And so on. It is the other side of the Cossack temperament. If he is not riding his horse into battle and slicing off heads, he loves to sing about the sadness of death and the loss of loved ones. In his deep, almost superstitious, respect for religion and his relish for mournful songs, he has something in common with the American negro. I make this observation, one familiar to those who know me, to show I have no racial prejudice. Acceptance of a race’s characteristics leads to an understanding not a hatred of that race. I am the first to say how much I respect the Jew’s brain. Nobody can doubt his cleverness or his ability to tell a good joke on himself.
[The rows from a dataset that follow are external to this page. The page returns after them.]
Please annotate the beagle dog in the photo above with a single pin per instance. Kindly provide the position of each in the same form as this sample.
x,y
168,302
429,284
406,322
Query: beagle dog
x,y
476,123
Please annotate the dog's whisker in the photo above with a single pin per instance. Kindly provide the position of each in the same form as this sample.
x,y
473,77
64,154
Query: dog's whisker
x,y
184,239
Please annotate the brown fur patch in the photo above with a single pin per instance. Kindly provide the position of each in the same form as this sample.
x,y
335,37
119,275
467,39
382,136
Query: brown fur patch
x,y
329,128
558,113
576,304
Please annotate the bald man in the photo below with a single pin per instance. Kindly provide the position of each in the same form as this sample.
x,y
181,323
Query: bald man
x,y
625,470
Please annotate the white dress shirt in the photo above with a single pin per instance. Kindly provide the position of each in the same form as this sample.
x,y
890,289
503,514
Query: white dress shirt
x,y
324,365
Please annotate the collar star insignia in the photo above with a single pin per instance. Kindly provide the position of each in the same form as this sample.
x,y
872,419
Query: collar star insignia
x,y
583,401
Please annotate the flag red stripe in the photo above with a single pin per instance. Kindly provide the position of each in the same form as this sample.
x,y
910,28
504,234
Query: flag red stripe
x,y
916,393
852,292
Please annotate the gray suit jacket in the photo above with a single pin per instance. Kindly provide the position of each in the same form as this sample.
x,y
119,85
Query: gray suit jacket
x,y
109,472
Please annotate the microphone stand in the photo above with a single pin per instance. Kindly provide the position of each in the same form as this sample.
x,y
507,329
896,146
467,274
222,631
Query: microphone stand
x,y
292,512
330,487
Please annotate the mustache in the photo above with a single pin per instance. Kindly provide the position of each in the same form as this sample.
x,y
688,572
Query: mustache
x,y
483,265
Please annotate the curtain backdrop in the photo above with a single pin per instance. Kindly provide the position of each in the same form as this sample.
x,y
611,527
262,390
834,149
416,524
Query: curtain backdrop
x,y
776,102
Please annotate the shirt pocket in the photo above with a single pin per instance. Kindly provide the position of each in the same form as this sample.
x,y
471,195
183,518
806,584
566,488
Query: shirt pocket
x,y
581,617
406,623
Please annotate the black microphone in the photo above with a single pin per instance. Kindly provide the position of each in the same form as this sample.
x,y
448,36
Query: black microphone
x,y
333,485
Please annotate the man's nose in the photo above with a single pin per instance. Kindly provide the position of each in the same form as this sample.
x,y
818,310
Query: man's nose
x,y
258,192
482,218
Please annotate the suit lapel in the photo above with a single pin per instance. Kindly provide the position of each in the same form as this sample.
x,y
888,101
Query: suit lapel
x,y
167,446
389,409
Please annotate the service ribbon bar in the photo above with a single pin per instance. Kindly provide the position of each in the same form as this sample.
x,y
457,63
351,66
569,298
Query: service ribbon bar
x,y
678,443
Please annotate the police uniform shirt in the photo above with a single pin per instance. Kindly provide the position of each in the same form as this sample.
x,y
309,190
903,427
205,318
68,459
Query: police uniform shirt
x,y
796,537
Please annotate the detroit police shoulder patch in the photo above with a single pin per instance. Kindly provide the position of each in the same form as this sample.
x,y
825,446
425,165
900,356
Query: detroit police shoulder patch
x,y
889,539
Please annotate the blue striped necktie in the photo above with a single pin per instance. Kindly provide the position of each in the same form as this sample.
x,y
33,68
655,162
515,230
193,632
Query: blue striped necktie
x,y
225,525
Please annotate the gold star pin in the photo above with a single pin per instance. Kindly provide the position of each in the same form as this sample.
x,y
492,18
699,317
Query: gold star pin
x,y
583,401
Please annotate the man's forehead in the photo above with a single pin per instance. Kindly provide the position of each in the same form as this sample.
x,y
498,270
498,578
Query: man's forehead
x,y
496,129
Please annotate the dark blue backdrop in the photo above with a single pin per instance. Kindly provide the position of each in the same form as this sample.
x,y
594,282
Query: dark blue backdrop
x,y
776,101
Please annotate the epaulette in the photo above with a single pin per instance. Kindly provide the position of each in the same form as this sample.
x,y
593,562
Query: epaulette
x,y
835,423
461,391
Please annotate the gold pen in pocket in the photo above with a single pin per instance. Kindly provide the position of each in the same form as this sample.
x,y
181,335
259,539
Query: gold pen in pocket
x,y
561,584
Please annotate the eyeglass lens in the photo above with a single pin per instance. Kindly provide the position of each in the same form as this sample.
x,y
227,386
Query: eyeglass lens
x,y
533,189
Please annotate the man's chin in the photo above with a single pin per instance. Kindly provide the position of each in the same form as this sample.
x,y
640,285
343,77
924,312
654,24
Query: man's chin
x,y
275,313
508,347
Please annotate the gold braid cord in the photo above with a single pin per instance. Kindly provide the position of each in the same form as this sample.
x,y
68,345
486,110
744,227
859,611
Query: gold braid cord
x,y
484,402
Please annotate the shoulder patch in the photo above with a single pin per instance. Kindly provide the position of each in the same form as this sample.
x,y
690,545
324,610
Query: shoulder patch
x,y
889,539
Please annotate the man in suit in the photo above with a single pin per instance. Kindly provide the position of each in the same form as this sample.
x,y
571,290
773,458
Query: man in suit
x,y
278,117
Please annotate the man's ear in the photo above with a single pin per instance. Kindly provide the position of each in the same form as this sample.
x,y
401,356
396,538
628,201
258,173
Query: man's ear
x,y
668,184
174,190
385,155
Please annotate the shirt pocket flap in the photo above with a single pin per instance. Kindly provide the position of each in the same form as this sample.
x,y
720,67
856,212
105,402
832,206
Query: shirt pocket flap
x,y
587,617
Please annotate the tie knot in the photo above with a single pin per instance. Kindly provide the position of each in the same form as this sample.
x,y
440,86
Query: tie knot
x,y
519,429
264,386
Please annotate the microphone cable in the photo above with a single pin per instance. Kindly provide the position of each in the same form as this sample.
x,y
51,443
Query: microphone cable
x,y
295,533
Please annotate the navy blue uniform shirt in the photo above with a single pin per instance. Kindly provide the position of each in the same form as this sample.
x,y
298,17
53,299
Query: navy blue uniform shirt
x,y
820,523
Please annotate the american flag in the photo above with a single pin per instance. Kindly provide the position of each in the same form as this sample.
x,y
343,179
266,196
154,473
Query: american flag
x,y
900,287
It seemed a little chilly to me when we eventually arrived at Glavnaya Station, the main terminal of Odessa situated in the heart of the city. Yellow gas- and oil-lamps, as well as the glare of electrical bulbs, illuminated the massive enclave. It might have been a Michelangelo cathedral, with such a wealth of sights and smells I immediately felt twice as drunk as I had been. Shura showed his usual alacrity in getting us off the train. He waved a friendly farewell to Bikadorov and the lieutenants, made a deep, grave bow to the nuns, a sardonic genuflection to the old gentleman, then ushered me with astonishing speed through the crowd, through officials, ticket-collectors, soldiers, sailors, hucksters, painted ladies, family groups, Greeks, Hasidim, stiff-backed khaki Englishmen, and out into a street full of gaslight and shadow.
‘Shouldn’t we get a cab here, Shura?’ I remembered my mother’s instructions.
‘If you want to pay fifty kopeks for nothing,’ he said. ‘Anyway, they’ll be gone. Come on.’
Behind all the other smells of spice and perfume I could detect another scent which seemed borne on a Southern wind. It was salt. It was sweet ozone. I realised with heady enthusiasm that it was the sea.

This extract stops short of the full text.